Labor Senator Doug Cameron has accused Daily Telegraph editor Paul Whittaker of beating up a fake front page story on Kevin Rudd’s return to the leadership to distract from claims he used Australian lives as bargaining chips in an anti-terror raid.
Today’s Tele screamed that unnamed “Labor powerbrokers” were plotting a “November coup” to knife Julia Gillard and re-install Rudd as PM and that Gillard had been briefing “key affiliated union officials” to extinguish the putsch.
It appeared online just hours after AFP Chief Tony Negus told the Melbourne Magistrates’ Court that the “reprehensible” Whittaker asked “how many lives?” would be lost if The Australian — then edited by Whittaker — decided to publish a 2009 Cameron Stewart scoop on Somali terrorists. The mop-haired editor later issued a statement denying he had ever used those words.
Cameron told Crikey this morning that he smelled a rat.
“I don’t have a lot respect for Paul Whittaker,” he said.
“Obviously when you make a mistake the obvious thing you do is to try and create another false crisis — this story must have concocted over a long boozy dinner last night because it’s got absolutely no credibility and News Limited has once again shown itself to be a total disgrace.”
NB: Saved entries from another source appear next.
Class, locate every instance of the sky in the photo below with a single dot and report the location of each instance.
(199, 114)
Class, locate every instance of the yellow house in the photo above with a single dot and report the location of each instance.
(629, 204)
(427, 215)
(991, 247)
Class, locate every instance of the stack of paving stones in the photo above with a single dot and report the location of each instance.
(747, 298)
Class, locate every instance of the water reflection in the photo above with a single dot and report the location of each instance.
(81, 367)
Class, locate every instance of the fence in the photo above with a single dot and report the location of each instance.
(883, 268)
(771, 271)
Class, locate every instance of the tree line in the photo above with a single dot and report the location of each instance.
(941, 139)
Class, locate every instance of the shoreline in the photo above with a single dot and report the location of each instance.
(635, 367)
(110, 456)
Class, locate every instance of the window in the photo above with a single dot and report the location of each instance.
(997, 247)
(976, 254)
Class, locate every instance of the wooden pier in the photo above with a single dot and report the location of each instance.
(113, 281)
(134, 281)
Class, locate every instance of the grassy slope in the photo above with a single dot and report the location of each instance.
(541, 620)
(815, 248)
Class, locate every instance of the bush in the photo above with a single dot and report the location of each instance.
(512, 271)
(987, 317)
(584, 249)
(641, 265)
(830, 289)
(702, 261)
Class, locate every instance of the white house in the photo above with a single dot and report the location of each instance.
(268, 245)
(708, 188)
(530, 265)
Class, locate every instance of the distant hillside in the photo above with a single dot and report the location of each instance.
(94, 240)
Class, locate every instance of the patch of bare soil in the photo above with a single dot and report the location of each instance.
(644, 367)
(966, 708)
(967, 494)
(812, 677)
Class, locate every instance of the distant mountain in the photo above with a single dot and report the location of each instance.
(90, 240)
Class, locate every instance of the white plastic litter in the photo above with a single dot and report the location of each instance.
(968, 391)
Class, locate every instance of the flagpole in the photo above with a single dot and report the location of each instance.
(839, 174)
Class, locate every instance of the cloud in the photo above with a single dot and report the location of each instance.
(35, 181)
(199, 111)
Bylined Tele journalists Simon Benson and Steve Lewis relied on “key backers”, “Labor figures” and “senior sources within the NSW Right” to source the curious yarn, which appeared at a strange time given the general consensus Gillard had enjoyed her best week in months by facing down Qantas before jetting off to the G20.
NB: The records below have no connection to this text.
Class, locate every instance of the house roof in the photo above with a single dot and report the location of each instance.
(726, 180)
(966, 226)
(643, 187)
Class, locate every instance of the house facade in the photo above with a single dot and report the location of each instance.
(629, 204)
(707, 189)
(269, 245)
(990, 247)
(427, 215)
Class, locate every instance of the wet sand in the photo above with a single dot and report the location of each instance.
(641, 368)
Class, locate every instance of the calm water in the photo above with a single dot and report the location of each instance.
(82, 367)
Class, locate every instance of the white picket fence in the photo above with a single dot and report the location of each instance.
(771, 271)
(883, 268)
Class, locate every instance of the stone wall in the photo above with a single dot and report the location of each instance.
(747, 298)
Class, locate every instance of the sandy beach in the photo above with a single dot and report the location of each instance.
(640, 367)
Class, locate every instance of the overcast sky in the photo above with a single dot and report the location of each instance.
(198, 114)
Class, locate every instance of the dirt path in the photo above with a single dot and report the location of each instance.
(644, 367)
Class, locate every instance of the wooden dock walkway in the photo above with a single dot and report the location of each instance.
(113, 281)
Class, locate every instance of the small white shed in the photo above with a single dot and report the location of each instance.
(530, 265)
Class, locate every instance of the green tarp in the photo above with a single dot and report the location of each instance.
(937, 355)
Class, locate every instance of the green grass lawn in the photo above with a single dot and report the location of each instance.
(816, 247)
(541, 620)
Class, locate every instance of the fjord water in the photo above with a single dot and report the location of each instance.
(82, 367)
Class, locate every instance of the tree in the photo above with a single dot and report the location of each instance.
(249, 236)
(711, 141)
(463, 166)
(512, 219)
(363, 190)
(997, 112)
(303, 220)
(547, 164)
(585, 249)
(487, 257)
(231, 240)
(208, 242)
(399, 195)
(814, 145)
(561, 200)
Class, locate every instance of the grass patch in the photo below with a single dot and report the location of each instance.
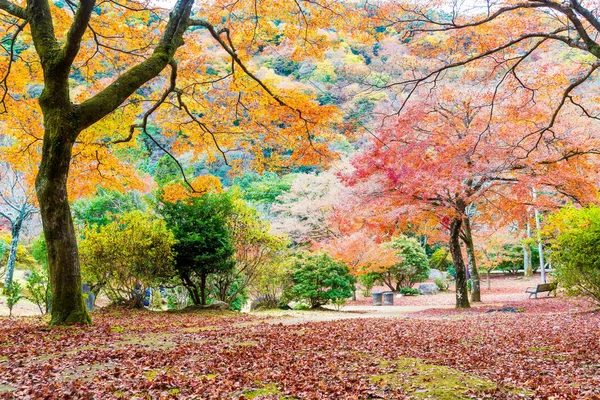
(85, 372)
(150, 341)
(195, 329)
(7, 388)
(265, 391)
(246, 344)
(422, 380)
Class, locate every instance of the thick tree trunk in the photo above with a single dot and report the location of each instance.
(527, 265)
(12, 256)
(462, 294)
(61, 243)
(473, 271)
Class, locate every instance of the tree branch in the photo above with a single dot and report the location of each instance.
(105, 102)
(76, 31)
(13, 9)
(42, 29)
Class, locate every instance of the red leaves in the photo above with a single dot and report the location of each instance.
(159, 355)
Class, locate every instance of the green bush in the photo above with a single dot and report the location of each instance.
(441, 259)
(413, 268)
(442, 284)
(318, 279)
(368, 280)
(407, 291)
(575, 250)
(126, 256)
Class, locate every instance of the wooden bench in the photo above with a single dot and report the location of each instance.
(542, 287)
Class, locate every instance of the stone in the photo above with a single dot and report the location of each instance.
(217, 305)
(437, 274)
(428, 288)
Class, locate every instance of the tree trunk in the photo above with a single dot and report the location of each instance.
(203, 289)
(192, 289)
(527, 265)
(462, 295)
(14, 245)
(473, 272)
(51, 189)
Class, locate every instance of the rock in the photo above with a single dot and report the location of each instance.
(217, 305)
(437, 274)
(428, 288)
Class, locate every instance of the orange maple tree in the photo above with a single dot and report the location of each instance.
(104, 72)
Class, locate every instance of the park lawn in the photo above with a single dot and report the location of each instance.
(143, 354)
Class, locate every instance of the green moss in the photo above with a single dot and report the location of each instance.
(7, 388)
(195, 329)
(151, 374)
(151, 341)
(207, 376)
(422, 380)
(265, 391)
(246, 344)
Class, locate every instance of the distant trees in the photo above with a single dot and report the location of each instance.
(413, 266)
(17, 205)
(318, 279)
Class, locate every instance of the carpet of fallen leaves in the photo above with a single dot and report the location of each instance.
(147, 354)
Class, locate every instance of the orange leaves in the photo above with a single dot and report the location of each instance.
(200, 184)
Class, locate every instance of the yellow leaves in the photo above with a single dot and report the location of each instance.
(201, 185)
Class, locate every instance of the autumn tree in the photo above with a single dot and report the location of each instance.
(254, 246)
(432, 163)
(89, 68)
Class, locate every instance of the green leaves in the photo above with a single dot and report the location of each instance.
(575, 250)
(127, 255)
(318, 279)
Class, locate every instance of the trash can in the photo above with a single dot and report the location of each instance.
(377, 297)
(388, 298)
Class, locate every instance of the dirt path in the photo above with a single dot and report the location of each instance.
(293, 317)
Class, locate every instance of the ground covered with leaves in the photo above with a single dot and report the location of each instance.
(168, 355)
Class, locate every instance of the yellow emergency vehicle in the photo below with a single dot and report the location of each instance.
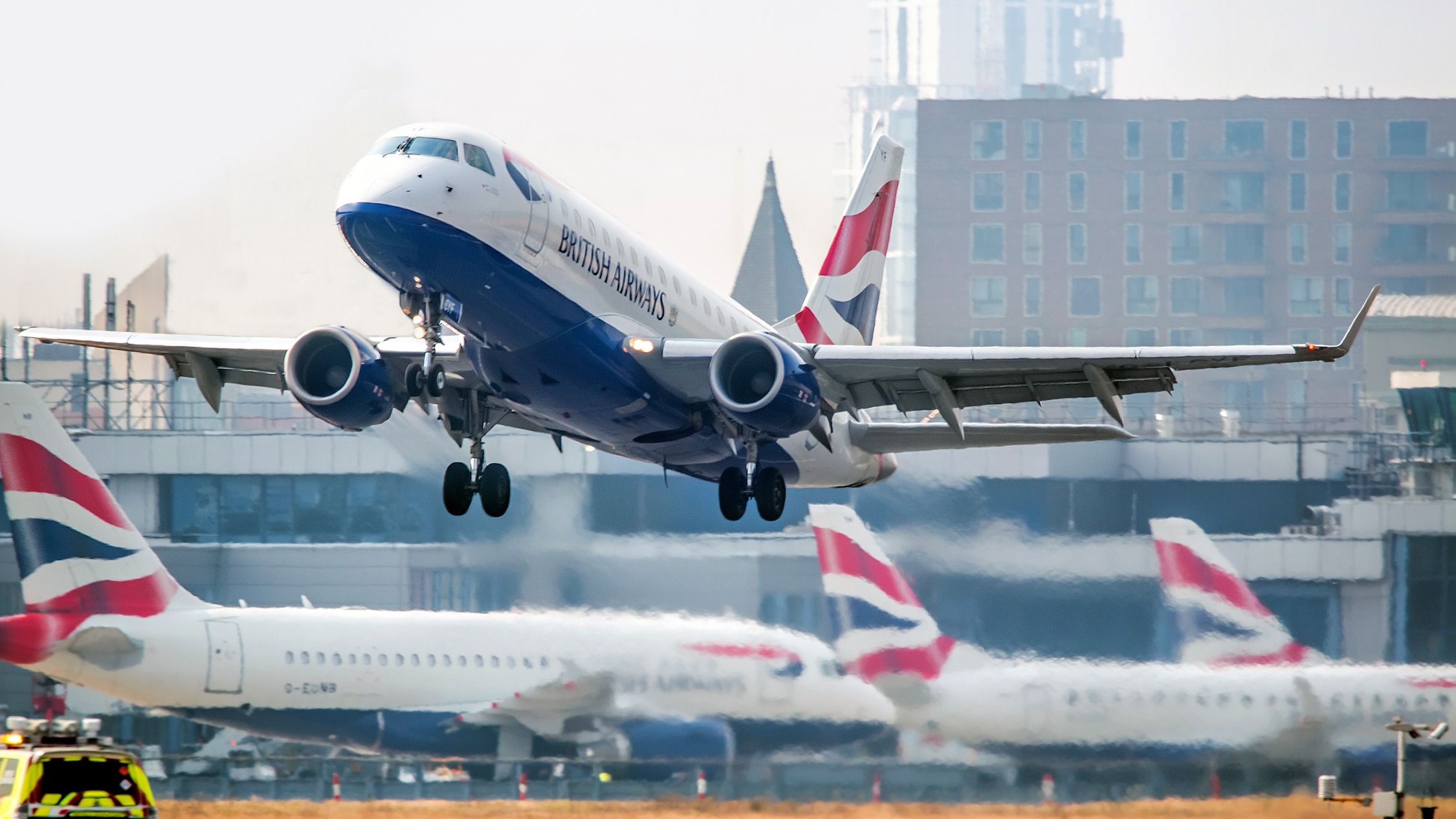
(66, 769)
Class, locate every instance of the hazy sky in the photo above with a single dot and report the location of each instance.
(219, 133)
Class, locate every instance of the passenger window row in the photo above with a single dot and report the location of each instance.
(399, 661)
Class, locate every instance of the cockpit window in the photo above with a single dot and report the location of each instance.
(476, 157)
(433, 147)
(388, 144)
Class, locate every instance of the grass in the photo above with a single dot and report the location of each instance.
(1282, 808)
It is sure to sour relations further between the Prime Minister’s Office and News, who are at loggerheads over a media inquiry headed by retired judge Ray Finkelstein and respected journalism academic Matthew Ricketson.
A bullish Cameron said he would immediately start agitating inside caucus to widen the terms of reference of the inquiry to include the inner workings of the media giant, which controls 70% of the Australian daily newspaper market.
The Daily Telegraph is its second-highest selling weekday masthead behind the Herald Sun with a Monday-Friday circulation of 355,000.
“I think that the Murdoch press are an absolute joke and I am now convinced that the government should widen its inquiry. The Australian public deserve better in particular from a newspaper that claims to be the voice of working people.
“I am convinced that the problems with Murdoch at the very top have permeated through to the Australian newspapers and in the interest of democracy we should look into their specific operations.
“We need a newspaper industry that can deal that can inform people, and not simply be an operation that sets out to destabilise and destroy,” he said.
Simon Benson rejected those comments, telling Crikey that Cameron’s suggestion was “the most irrational and ludicrous thing I’ve heard a politician ever say”.
“He’s obviously said it to distract from his own party’s leadership problems — he seems to be the only one that’s unaware of them,” the senior scribe said, adding that the Telegraph wasn’t the only media outlet to have recently run with musings on leadership speculation.
The story’s other author, the Canberra-based Steve Lewis, declined to comment, referring all queries to Whittaker.
Whittaker echoed Benson’s comments, adding that “Cameron’s colleagues aren’t including him in their discussions about Gillard”s future reflects on him not us.”
This morning the duo’s paper revelled in its historic role covering the leadership crisis, including a helpful breakout box of recent front pages with the memorable headlines “Kiss of death”, “Lazarudd”, “Julia clips Kevin’s wings” and “Rudd’s humble pie”.
Cameron’s caucus colleagues joined in the Tele pasting, with Nicola Roxon telling Fran Kelly that the “ludicrous” story was “just ridiculous” and that “either the media or a few disaffected people” were trying to cause trouble. Later, Fairfax doyenne Michelle Grattan noted the yarn had emerged at a strange time, despite the scratchy oxygen snatched by Rudd at last week’s CHOGM conference prior to a concert from hip hop stars Bliss N Eso.
The Melbourne Magistrates’ Court committal hearing of Victorian Police officer Simon Artz that sparked the fracas continues today. Overnight, other Murdoch outlets were putting offering their own take on yesterday’s proceedings, with one-time Australian Victorian news editor Chip Le Grand explaining that Whittaker’s “lives” comment “should not be taken at face value”.